David is right - we will never get back to the good old days,
if there ever was such a thing, of amateur radio.
Our numbers are going down because there is now a greater
range of new and interesting internet-based hobbies and
activities available to scientifically-minded youngsters.
There was a long period, 80 years or more, when "new" and
"interesting" applied to ham radio - but not any more.

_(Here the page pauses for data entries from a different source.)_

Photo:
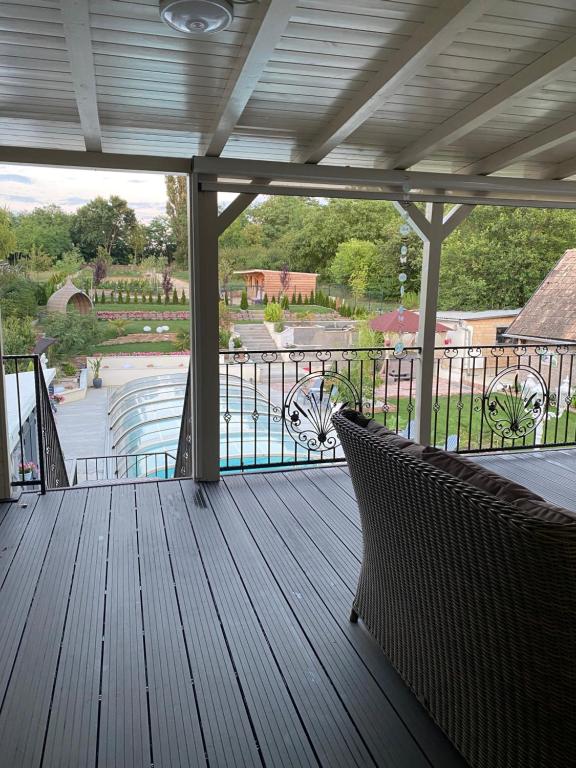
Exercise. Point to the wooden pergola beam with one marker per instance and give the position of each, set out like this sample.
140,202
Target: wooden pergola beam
76,22
267,29
553,136
432,38
534,76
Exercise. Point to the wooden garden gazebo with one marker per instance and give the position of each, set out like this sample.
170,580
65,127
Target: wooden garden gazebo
69,297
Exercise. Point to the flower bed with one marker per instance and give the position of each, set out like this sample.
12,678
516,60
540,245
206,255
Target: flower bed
143,315
144,354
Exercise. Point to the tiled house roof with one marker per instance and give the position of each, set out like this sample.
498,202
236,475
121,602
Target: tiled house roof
551,312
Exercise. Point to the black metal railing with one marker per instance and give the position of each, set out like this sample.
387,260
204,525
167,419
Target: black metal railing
37,459
184,452
97,469
276,406
504,397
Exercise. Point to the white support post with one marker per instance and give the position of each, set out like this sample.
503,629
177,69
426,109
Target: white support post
427,327
5,466
204,361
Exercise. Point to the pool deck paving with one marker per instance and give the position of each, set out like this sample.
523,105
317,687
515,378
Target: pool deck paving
83,425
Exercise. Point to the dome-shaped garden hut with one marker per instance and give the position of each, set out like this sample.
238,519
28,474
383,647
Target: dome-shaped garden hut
69,297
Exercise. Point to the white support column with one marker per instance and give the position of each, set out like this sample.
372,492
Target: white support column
5,468
427,328
204,361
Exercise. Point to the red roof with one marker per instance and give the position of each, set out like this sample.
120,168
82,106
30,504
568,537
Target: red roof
390,322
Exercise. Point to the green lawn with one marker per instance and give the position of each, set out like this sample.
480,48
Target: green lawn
144,346
136,326
314,308
141,307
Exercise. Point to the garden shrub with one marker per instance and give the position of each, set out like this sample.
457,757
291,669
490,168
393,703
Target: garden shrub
273,313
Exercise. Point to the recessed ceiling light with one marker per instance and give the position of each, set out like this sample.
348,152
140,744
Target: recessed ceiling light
197,16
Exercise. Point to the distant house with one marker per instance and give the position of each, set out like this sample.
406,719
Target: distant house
267,281
550,315
483,328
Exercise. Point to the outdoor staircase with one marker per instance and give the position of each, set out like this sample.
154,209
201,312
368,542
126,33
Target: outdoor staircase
255,337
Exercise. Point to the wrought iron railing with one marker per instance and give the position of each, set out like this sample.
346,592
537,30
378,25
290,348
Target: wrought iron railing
276,406
184,452
37,457
504,397
97,469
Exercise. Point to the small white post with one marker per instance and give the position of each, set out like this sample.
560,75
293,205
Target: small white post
427,326
204,362
5,464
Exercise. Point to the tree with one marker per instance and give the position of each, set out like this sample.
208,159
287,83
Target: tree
18,335
284,279
70,261
177,213
183,340
160,241
7,236
18,296
46,228
167,284
99,272
39,260
497,258
75,333
273,313
137,239
226,266
105,223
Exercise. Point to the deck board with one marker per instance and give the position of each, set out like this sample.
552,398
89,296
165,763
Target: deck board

And it is exactly that radiosport is going to have to changeif it
intends to survive.
Change is good so long as you don't change amateur radio
into something that is internet-dependent rather than
Again I point to the demographics that clearly prove my point. Deny
it if you want, but that's just more evidence of what's wrong.
There's nothing to deny - the demographics demonstrate
that ham radio is a legacy hobby and, as with any other
declining or legacy interest, numbers are bound to go
down. But ham radio will not disappear, and it's our
responsibility to do what we can to keep numbers up.
It seems to me the only worldwide organisation that's
making a real effort is CWops - with its CW academy.
I'm not a member, but I know it's time I volunteered
as an academy tutor.
The internet is wonderful, but integration with the
internet (in terms of communications interdependence)
will do little to preserve ham radio. Perhaps we should
emphasise the differences between ham-band RF and the
internet? If you want to be different, get into ham
radio. Do things the hard way, for its own sake.
Exclusivity need not be a negative characteristic.